I rallied and rounded my sights on vegetables. What really amazed me was how many people wrote vile things to me about the article at the above link. I only got one positive comment. Everyone is really brainwashed into thinking that vegetables are ‘good for you’. It’s no wonder people like me suffer for so long. No one even considers that vegetables might be a bad idea. I remember talking to someone about my eczema as I ate a plate of salad, saying “at least there’s nothing in this that I’ll react to.” More fool me!"
She explains some more of her problems in "Why kids don’t eat their greens":
Bitter Almonds

Cyanide is another interesting chemical that some of us can or cannot smell and taste. It is bitter in flavour and has an almond-like odour. About forty percent of the population can’t smell cyanide at all because they lack the gene to do so. Certain bacteria, fungi, and algae produce cyanide compounds that serve as a defence against being eaten by animals.

Why Don’t I Like Salads?
J. and I are also “supertasters.” A supertaster can taste two chemicals, phenylthiocarbamide (PTC) and 6-n-propylthiouracil (PROP). About 25% of people taste these chemicals as a very bitter taste. Another 50% can taste them mildly, and the last 25% can’t taste them at all. Supertasters can taste a bitter substance in the following foods:

[long list of stuff]

Picky Eating
It’s a well-known universal truth that children hate eating their greens, and not without foundation. I can taste the bitterness in PTU/PROP containing foods; it’s why as a child and teenager I disliked tea, coffee, beer and wine, salads, all of the green vegetables listed, and I found olives and grapefruit downright revolting. As a vegetarian teenager I found soy products to be beyond disgusting and pleaded with my mother for her not to buy them for me.

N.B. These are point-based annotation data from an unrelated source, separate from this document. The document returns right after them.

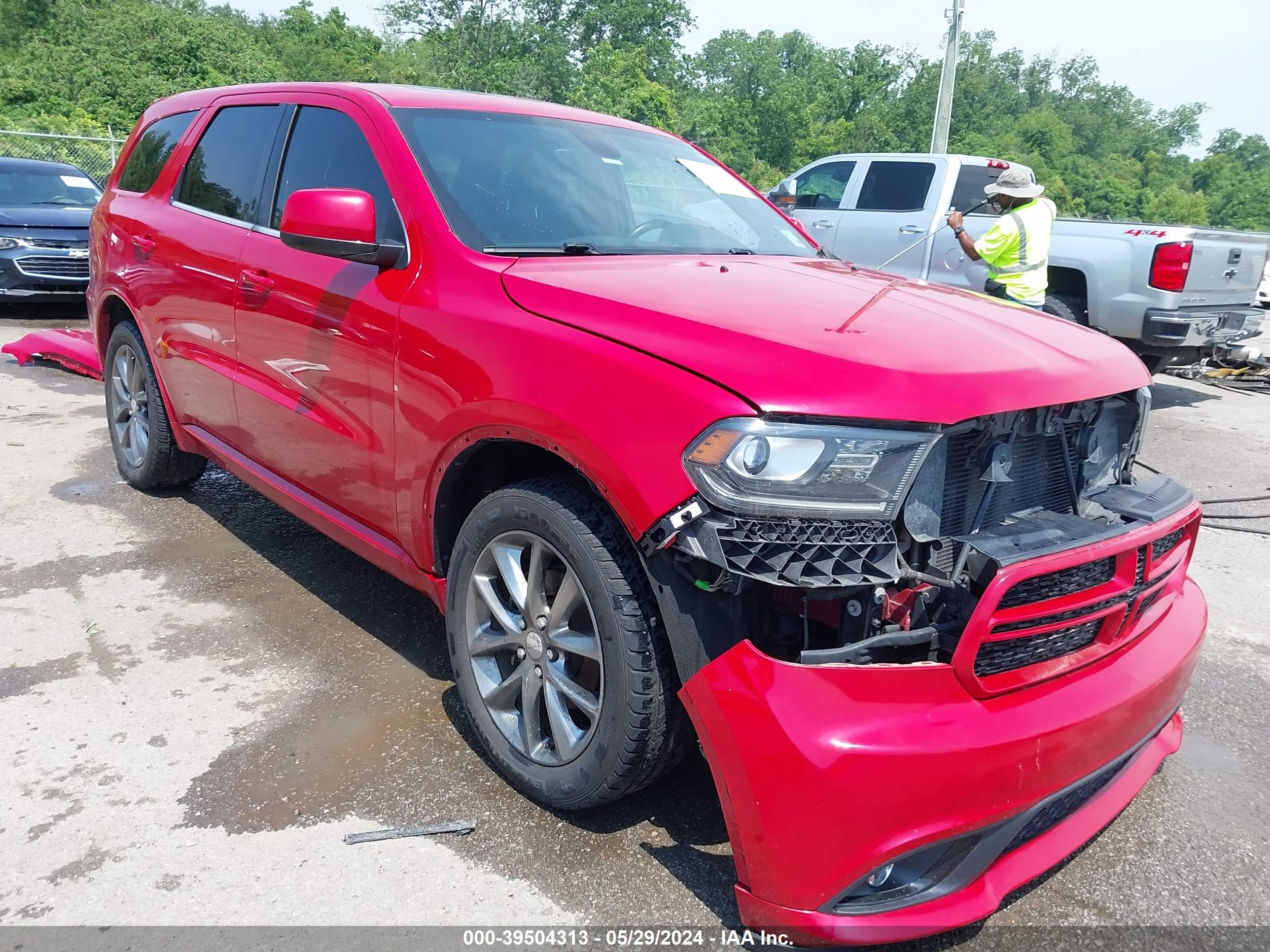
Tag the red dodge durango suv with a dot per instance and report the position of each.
(673, 474)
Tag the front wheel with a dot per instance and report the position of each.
(556, 648)
(145, 450)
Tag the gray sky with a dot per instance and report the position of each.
(1166, 51)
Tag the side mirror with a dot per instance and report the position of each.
(337, 223)
(784, 195)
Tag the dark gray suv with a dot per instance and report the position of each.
(45, 210)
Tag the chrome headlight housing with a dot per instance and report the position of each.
(762, 468)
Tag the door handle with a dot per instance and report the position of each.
(253, 280)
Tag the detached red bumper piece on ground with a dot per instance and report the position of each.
(73, 349)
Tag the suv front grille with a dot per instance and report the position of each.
(999, 657)
(1063, 807)
(1067, 582)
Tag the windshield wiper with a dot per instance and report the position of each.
(568, 248)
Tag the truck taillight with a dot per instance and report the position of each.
(1170, 266)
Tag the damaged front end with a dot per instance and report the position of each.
(854, 610)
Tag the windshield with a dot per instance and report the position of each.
(511, 182)
(51, 187)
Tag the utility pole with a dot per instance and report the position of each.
(948, 79)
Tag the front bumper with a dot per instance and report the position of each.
(1200, 327)
(43, 274)
(827, 772)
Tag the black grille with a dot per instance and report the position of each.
(56, 243)
(810, 552)
(1037, 480)
(997, 657)
(54, 267)
(1066, 582)
(1058, 616)
(1166, 544)
(1064, 805)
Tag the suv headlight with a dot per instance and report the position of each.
(759, 468)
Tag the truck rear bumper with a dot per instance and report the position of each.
(827, 774)
(1197, 328)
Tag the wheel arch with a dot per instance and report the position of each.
(484, 461)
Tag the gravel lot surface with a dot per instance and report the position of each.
(200, 696)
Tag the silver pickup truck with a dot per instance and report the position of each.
(1164, 290)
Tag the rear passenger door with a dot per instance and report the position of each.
(186, 252)
(318, 336)
(949, 263)
(893, 208)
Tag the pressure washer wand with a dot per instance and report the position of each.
(925, 238)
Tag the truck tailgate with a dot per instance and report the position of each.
(1226, 268)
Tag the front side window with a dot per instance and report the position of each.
(46, 184)
(225, 172)
(530, 182)
(896, 187)
(823, 186)
(153, 151)
(328, 150)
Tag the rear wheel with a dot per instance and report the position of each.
(145, 451)
(1068, 307)
(556, 646)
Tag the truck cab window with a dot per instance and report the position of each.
(971, 183)
(823, 186)
(896, 187)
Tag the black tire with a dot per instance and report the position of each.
(642, 729)
(1068, 307)
(163, 464)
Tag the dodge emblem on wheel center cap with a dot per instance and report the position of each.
(534, 644)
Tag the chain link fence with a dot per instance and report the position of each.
(93, 154)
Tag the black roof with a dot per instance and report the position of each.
(9, 164)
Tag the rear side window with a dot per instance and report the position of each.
(225, 172)
(328, 150)
(153, 151)
(896, 187)
(969, 188)
(823, 186)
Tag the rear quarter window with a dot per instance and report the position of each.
(153, 151)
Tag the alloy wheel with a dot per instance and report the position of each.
(535, 649)
(130, 406)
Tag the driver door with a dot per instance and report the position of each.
(818, 199)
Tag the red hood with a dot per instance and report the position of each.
(819, 337)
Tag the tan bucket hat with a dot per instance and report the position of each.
(1014, 182)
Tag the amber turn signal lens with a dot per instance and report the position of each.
(711, 450)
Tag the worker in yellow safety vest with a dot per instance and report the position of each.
(1017, 248)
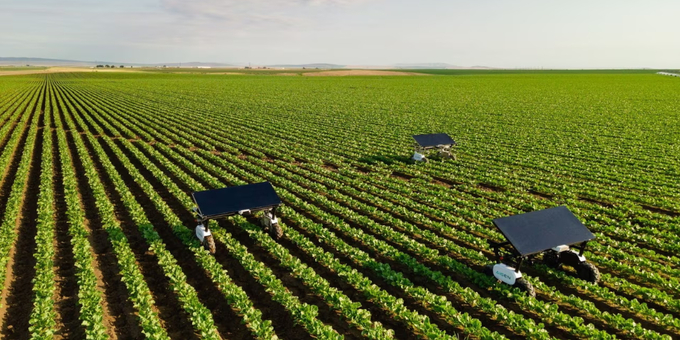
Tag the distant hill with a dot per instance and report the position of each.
(317, 65)
(22, 61)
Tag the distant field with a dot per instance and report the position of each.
(97, 239)
(493, 71)
(21, 68)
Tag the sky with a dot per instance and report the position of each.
(495, 33)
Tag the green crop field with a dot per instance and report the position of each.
(97, 235)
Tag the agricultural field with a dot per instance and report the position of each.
(97, 239)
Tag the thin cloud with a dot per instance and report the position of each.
(283, 13)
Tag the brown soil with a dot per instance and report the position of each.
(67, 70)
(282, 321)
(19, 281)
(66, 292)
(120, 316)
(342, 73)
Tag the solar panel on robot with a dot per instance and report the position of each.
(553, 233)
(439, 142)
(237, 200)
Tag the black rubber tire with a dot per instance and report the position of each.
(525, 286)
(488, 270)
(276, 231)
(588, 272)
(209, 244)
(552, 259)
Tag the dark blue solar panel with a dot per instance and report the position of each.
(230, 200)
(536, 231)
(433, 139)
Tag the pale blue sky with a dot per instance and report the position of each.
(550, 34)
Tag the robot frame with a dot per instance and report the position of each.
(242, 200)
(551, 232)
(425, 144)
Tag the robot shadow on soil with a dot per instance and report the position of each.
(553, 233)
(437, 144)
(243, 200)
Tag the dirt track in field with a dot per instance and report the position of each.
(342, 73)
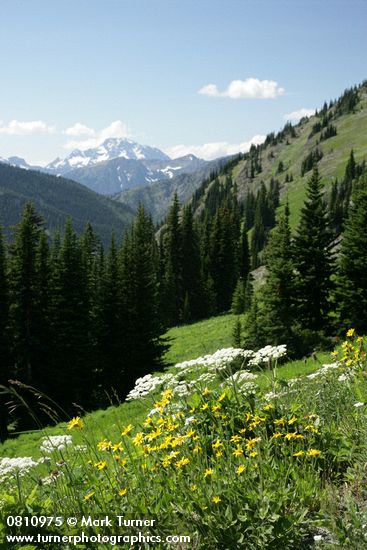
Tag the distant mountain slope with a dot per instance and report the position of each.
(56, 199)
(157, 197)
(281, 156)
(119, 174)
(110, 149)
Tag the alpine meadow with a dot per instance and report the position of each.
(183, 341)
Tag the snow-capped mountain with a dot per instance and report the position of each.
(116, 165)
(111, 148)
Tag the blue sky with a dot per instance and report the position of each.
(74, 72)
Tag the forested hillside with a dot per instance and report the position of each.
(56, 199)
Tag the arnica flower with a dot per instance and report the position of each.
(76, 422)
(313, 453)
(128, 429)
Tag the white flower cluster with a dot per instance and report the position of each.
(324, 370)
(218, 360)
(55, 443)
(146, 384)
(15, 466)
(268, 353)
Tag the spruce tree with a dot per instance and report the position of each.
(145, 347)
(351, 292)
(172, 290)
(313, 259)
(4, 340)
(24, 294)
(277, 295)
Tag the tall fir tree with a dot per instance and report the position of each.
(24, 294)
(172, 293)
(145, 349)
(313, 260)
(351, 290)
(277, 294)
(4, 340)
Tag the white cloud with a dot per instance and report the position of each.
(79, 129)
(18, 128)
(95, 137)
(251, 88)
(295, 116)
(210, 151)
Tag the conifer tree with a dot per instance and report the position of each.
(277, 294)
(24, 298)
(4, 339)
(313, 259)
(351, 295)
(144, 352)
(172, 289)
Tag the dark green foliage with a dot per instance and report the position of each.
(311, 160)
(351, 295)
(57, 198)
(237, 333)
(143, 353)
(238, 298)
(4, 339)
(313, 259)
(277, 295)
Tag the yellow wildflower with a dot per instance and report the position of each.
(76, 422)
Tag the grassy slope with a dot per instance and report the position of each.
(188, 342)
(351, 134)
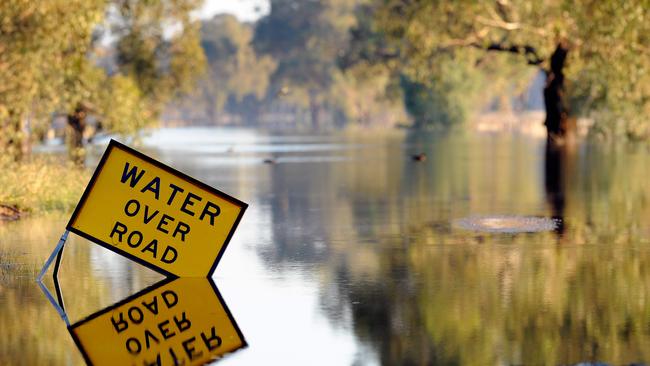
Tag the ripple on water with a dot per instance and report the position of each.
(507, 224)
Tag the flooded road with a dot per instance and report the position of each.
(349, 253)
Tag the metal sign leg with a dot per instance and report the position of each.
(56, 254)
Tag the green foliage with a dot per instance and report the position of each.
(41, 184)
(235, 70)
(48, 55)
(608, 45)
(41, 44)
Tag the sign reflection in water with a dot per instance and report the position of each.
(174, 322)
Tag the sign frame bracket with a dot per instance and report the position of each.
(56, 254)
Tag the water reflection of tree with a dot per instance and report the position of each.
(421, 292)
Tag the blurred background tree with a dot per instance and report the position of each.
(573, 43)
(119, 61)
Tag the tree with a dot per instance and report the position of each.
(306, 38)
(573, 43)
(41, 44)
(49, 65)
(235, 71)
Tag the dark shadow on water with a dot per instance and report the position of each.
(556, 164)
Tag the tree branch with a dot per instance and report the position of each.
(530, 52)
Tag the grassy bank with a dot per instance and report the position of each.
(41, 184)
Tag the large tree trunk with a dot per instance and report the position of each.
(314, 109)
(77, 124)
(560, 128)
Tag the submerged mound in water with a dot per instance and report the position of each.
(507, 224)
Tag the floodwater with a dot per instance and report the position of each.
(354, 253)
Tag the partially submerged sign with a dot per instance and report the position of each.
(155, 215)
(182, 322)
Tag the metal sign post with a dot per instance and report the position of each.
(57, 253)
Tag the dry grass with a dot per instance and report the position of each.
(41, 184)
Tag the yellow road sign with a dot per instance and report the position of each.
(155, 215)
(183, 321)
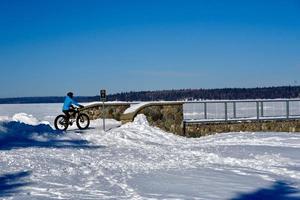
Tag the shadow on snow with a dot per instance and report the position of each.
(13, 183)
(19, 135)
(280, 190)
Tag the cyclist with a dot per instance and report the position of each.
(68, 105)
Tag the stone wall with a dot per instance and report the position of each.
(203, 129)
(111, 110)
(166, 116)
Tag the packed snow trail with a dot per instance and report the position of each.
(137, 161)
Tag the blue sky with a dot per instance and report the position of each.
(51, 47)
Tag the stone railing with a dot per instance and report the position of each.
(168, 116)
(209, 128)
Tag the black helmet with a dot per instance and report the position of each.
(70, 94)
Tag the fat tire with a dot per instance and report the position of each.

But there was more to my dislike of foods than bitter tastes. I also disliked fruit intensely, yet curiously I never had any problems eating a sugar-loaded breakfast cereal. Bread (which contains soy and yeast), was only made edible with the addition of jam (seedless, the seeds were chewy and bitter); I refused the crusts because they tasted burnt, and wholemeal was completely inedible. I always gagged at the sick-smell and taste of both meat pies and cheese and tomato lasagna.

[...]

I think that the big clue in my relationship with my Mum over food, is that one day my family all sat down to a dessert of grapefruit, and my Mum was the only one who could actually eat it. We all declared it bitter, but I actually reacted very violently, gagging and spitting mine out and declaring it (rather precociously) to taste like cat’s piss. If only we had known about supertasting, maybe my childhood mealtimes would have been less of a battleground.